A new study led by researchers at the Salk Institute in California recently discovered an unexpected association between a longevity hormone, fat metabolism and mitochondrial disease in mice. The study was published in the journal Proceedings of the National Academy of Sciences (PNAS) and is entitled “High-fat diet and FGF21 cooperatively promote aerobic thermogenesis in mtDNA mutator mice.”
Mutations and DNA rearrangements in the mitochondrial genome are linked to mitochondrial diseases, disorders that can lead to impairment in cellular energy metabolism, potentially affecting organs and tissues like the brain, heart and muscles. Currently, there is no cure for mitochondrial diseases.
A nine-month old mouse with a mitochondrial disease can easily be mistaken for an older animal, as it usually exhibits thinning grey hair, hear loss, heart problems, osteoporosis, infertility and less weight.
In the study, researchers analyzed mice models of mitochondrial disease and premature aging and discovered that a hormone called fibroblast growth factor 21 (FGF21), which has been associated with a prolonged longevity and the body’s response to starvation, was highly active despite the fact that the animals exhibited typical features of accelerated aging.
“FGF21 is classically thought of as an anti-aging gene, turned on by exercise or fasting and suspected to extend lifespan,” said the study’s first author Christopher Wall in a news release. “Yet these mice ultimately age prematurely, despite having high levels of this hormone.”
Researchers found that FGF21 in fact helps dysfunctional mitochondria under stress conditions and reprograms the animal’s metabolic state by inducing a switch where important metabolic tissues start using fat instead of sugar as primary substrate, as fat appears to be an easier “fuel” for dysfunctional mitochondria.

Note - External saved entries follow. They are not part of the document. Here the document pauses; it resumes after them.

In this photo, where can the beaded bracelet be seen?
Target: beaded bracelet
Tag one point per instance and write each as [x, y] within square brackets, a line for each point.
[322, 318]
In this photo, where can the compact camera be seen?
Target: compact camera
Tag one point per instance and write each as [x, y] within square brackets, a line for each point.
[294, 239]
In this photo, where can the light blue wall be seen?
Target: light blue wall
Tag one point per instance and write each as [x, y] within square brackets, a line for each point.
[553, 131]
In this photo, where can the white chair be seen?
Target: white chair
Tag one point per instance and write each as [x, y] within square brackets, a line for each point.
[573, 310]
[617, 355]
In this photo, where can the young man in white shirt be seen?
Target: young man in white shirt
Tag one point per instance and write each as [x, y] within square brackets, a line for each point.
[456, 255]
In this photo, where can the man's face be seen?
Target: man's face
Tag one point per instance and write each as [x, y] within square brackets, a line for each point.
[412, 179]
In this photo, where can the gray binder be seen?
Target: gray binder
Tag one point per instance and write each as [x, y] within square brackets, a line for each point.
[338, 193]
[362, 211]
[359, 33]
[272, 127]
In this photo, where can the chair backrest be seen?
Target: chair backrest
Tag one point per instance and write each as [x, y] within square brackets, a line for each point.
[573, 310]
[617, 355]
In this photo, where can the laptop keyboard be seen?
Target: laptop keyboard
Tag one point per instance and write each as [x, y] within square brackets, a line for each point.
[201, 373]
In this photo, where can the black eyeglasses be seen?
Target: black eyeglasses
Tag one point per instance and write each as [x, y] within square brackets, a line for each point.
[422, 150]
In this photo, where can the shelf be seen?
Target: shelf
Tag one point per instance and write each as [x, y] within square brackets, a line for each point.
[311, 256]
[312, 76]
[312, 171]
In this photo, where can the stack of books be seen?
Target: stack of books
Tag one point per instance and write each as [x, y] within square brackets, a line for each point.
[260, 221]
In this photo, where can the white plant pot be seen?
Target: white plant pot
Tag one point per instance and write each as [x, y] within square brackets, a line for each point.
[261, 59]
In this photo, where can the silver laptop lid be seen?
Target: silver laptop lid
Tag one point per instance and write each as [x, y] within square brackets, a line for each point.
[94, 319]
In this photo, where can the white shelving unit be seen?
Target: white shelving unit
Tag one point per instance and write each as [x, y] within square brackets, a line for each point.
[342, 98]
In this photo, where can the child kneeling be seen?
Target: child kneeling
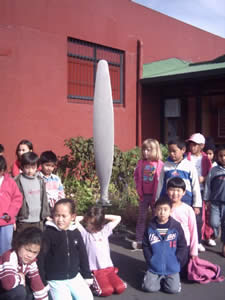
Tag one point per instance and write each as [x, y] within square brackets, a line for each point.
[165, 250]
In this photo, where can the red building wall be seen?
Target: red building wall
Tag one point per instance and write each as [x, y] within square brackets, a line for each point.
[33, 64]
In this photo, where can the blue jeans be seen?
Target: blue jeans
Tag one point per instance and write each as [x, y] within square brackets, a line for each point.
[217, 219]
[6, 234]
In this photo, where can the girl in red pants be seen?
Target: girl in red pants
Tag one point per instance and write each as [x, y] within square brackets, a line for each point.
[95, 229]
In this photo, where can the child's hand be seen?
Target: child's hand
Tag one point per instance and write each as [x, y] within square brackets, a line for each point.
[196, 210]
[22, 278]
[194, 257]
[201, 179]
[89, 281]
[6, 217]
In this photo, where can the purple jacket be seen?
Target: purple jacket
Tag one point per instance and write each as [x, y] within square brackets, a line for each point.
[10, 199]
[138, 178]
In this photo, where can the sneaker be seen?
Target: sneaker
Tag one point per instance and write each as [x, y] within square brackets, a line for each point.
[211, 243]
[136, 245]
[201, 248]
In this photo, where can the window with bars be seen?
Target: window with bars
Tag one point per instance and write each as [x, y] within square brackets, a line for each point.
[82, 63]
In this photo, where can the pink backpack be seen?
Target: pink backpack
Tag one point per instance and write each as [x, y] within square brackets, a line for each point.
[203, 271]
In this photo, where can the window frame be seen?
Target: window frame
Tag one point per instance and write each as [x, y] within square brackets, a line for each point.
[94, 59]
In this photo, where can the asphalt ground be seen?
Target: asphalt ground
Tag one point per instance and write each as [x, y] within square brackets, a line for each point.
[132, 268]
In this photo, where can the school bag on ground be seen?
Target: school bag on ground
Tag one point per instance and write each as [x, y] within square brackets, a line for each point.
[203, 271]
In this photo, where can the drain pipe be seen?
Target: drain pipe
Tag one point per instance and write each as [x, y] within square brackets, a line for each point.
[139, 93]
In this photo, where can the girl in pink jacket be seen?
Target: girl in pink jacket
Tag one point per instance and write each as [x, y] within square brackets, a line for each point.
[10, 204]
[146, 177]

“What we believe now is that turning on FGF21 is an adaptation to help this animal maintain its metabolic health,” explained the study’s senior author Dr. Ronald Evans. “If the mice didn’t have this hormonal ‘fountain of youth,’ they might age even more quickly than they already do.” The team suggests that mitochondrial disease can induce a metabolic state of starvation in mice, activating FGF21 that subsequently corrects this metabolic imbalance by increasing fat metabolism and improving the mitochondrial function.
However, fat is not an unlimited source in the animal’s body. “This works for a while in these mice, but eventually their bodies run out of fat to burn,” noted the study’s co-author Dr. Michael Downes. “FGF21 needs some additional fat from the diet to keep working.” Researchers then fed these mice with a high-fat diet and found that it enhances the effects of FGF21. Remarkably, these animals became completely resistant to diet-induced obesity and related health complications.
“These findings help us understand the link between diet, health and aging, and they give us the potential to dissect these connections in a molecular way that could lead to therapeutics,” added Dr. Evans, therapeutics not only for mitochondrial diseases but also for metabolic disorders in humans.
Patients with mitochondrial diseases have been previously reported to have high levels of FGF21. Based on this observation and their recent findings, the team suggests that increasing dietary fat intake could potentially mitigate the patient’s symptoms. In addition, the use of drugs to mildly stress mitochondria could also potentially induce a FGF21-dependent metabolic shift in patients with metabolic diseases including obesity.
“We want to look at the interaction between FGF21 and dietary fat in human patients with mitochondrial disease now,” concluded Dr. Downes, “and start to see how we can manipulate this dynamic in different ways.”